In Servo’s approach, each component is internally sequential(at least the main event-loop of a component is, while other parallel computations can be spawned by code running on that event-loop, see for example Fetch). The component will communicate with other components running in parallel using message-passing(preferably without blocking). Those message-passing workflows can indeed be somewhat hard to debug, but at least you can rely on the internal logic of (the main event-loop of) each component being single-threaded.
Looking at https://github.com/libra/libra/issues/2152, and https://github.com/libra/libra/issues/1399, it seems like the Libra devs are also moving to something more like a “single thread/single event-loop per component” model. It also looks like that code is not as async as it looks.

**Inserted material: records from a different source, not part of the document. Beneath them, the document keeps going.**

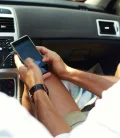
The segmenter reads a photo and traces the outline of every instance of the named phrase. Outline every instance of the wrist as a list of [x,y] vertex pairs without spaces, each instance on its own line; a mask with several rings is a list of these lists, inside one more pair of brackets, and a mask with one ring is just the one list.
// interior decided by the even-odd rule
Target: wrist
[[69,66],[66,67],[65,73],[62,75],[62,79],[70,80],[74,76],[75,69]]
[[37,101],[44,101],[44,97],[48,97],[47,93],[44,90],[38,90],[33,95],[33,99],[35,103]]

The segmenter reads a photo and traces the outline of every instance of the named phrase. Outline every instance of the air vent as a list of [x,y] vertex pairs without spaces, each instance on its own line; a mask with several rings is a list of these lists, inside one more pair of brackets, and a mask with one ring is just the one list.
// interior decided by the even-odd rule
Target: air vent
[[97,20],[98,35],[120,37],[119,22],[113,20]]
[[14,19],[0,17],[0,32],[15,32]]

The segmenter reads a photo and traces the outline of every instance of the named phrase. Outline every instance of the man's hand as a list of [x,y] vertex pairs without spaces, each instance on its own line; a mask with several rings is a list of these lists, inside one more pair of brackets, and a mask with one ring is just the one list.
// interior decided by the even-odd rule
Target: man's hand
[[15,64],[20,73],[20,78],[30,89],[36,84],[43,84],[43,77],[39,67],[31,58],[26,60],[26,66],[23,65],[17,55],[15,55]]
[[54,73],[59,78],[65,79],[65,76],[68,75],[68,72],[71,68],[63,62],[61,57],[56,52],[45,47],[37,46],[37,49],[44,55],[43,62],[47,62],[49,65],[51,65]]

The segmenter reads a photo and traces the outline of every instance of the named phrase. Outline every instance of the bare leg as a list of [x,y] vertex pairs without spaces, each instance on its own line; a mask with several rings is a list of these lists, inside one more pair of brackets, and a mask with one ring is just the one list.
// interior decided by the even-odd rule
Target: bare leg
[[61,116],[73,111],[80,111],[79,107],[75,103],[74,99],[71,97],[63,83],[54,74],[47,80],[45,80],[45,85],[49,90],[49,98],[53,103],[54,107],[57,109]]
[[[61,80],[57,78],[54,74],[52,74],[50,78],[45,80],[45,85],[49,90],[49,98],[51,102],[62,117],[70,112],[80,111],[79,107],[77,106]],[[29,101],[26,87],[24,87],[22,105],[33,115],[33,110]]]

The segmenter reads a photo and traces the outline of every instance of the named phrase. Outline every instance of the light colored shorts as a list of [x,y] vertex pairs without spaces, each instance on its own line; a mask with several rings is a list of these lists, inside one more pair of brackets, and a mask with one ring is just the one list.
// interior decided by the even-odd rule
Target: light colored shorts
[[82,124],[86,118],[87,116],[85,116],[81,111],[71,112],[64,116],[64,120],[72,128]]

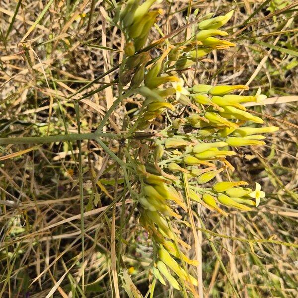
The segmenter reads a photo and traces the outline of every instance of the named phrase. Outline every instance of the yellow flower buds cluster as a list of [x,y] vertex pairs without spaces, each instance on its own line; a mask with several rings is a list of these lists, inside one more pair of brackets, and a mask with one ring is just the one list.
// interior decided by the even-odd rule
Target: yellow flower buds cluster
[[169,207],[168,201],[173,201],[185,211],[186,205],[168,180],[149,173],[144,167],[140,173],[144,182],[141,185],[139,198],[142,207],[140,208],[140,223],[154,239],[154,248],[158,256],[156,262],[151,264],[151,271],[163,285],[165,284],[165,279],[174,289],[179,290],[181,287],[177,280],[180,280],[183,281],[190,291],[193,291],[193,286],[198,285],[197,280],[187,273],[174,257],[181,258],[186,263],[194,266],[197,266],[198,263],[189,259],[180,251],[177,243],[184,248],[188,245],[174,232],[175,229],[170,226],[170,223],[166,220],[167,217],[181,218]]
[[[139,5],[140,0],[128,0],[120,14],[120,23],[129,40],[133,41],[134,49],[140,50],[145,44],[156,17],[162,11],[149,9],[156,0],[147,0]],[[134,51],[129,52],[132,56]]]
[[[258,183],[253,191],[246,187],[245,181],[215,181],[234,170],[227,160],[237,154],[234,147],[263,146],[262,134],[278,128],[251,125],[264,121],[242,104],[261,102],[266,96],[260,91],[255,95],[239,95],[232,93],[247,91],[248,87],[206,84],[188,87],[180,77],[181,70],[191,67],[213,50],[235,46],[223,39],[228,34],[219,29],[232,17],[232,11],[213,18],[208,15],[197,24],[198,30],[189,40],[175,45],[169,38],[163,50],[161,42],[159,56],[151,60],[149,50],[140,50],[161,11],[150,10],[156,0],[146,0],[140,5],[140,2],[128,0],[119,17],[127,42],[125,74],[134,74],[125,80],[127,84],[130,82],[126,87],[144,99],[142,108],[132,115],[136,118],[132,118],[135,122],[128,136],[131,137],[136,131],[150,126],[154,132],[152,137],[143,140],[142,145],[149,141],[147,152],[152,150],[153,153],[142,155],[140,149],[132,155],[139,175],[140,223],[152,239],[150,271],[154,277],[163,285],[167,281],[179,290],[184,285],[194,294],[197,281],[181,264],[196,266],[198,262],[181,251],[189,246],[178,236],[173,221],[182,222],[179,211],[190,211],[188,199],[224,216],[227,213],[223,206],[245,211],[257,207],[265,197]],[[181,116],[185,111],[186,116]],[[161,130],[156,129],[160,126]],[[181,194],[184,191],[186,195],[186,177],[187,182],[191,180],[187,200]],[[208,188],[204,185],[207,183],[210,184]]]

Does the Servo approach simply fit what Servo is trying to do, and could other types of system be modeled fully using async/await?
I think that there isn’t one particular thing that “Servo is trying to do”. There is really a bit of everything, from networking, to graphics, to running code in a VM. And that’s the challenge of a large system, it’s going to consists of various parts, you’re going to have to keep them isolated from each other, and they all will have different runtime “needs”(and the needs of each component is different from the needs of the system as a whole).
So while a given component, let’s say your networking component, might internally own an async runtime and spawn internal async computations, as part of a larger system, I would still model the component with a thread as the outer layer(I would probably argue for a single-threaded async runtime, running inside that thread).
I would not try to model components of a larger system individually as tasks(spawning other tasks?), run multiple components on the same async runtime, or try to communicate between them using futures. Why? Because that would force upon each component an async model of computation, which is unlikely to be a good fit for each, and it would also represent a loss of isolation in terms of the runtime characteristics of each component(despite the fact that most “async runtimes” come with a flavor of “spawn a long-running computation” API, that’s not the same thing as spawning a thread representing a component that “usually doesn’t block, but sometimes must”).
Actually one further complication in Servo is the existence of, and the need for, process boundaries. Those are partly required as mitigation for Spectre, partly for increased robustness of the system(when a tab crashes, the browser as a whole doesn’t). If anything, I think these will become increasingly prevalent in other types of system too.
For other relevant discussions of things like “the (fallacy of the)cost of context-switching”, and a broad overview of concurrency applied to large programs, I refer to the excellent: https://www.chromium.org/developers/lock-and-condition-variable (the title doesn’t do it justice, scroll down about half-way to “Alternatives to mutexes” for a few real gems of paragraphs, while the mutex/condvar part might actually be the best practical intro into the topic on the internet).
Thanks for reading, and here’s to another, or your first, 100 commits in Servo, happy new year!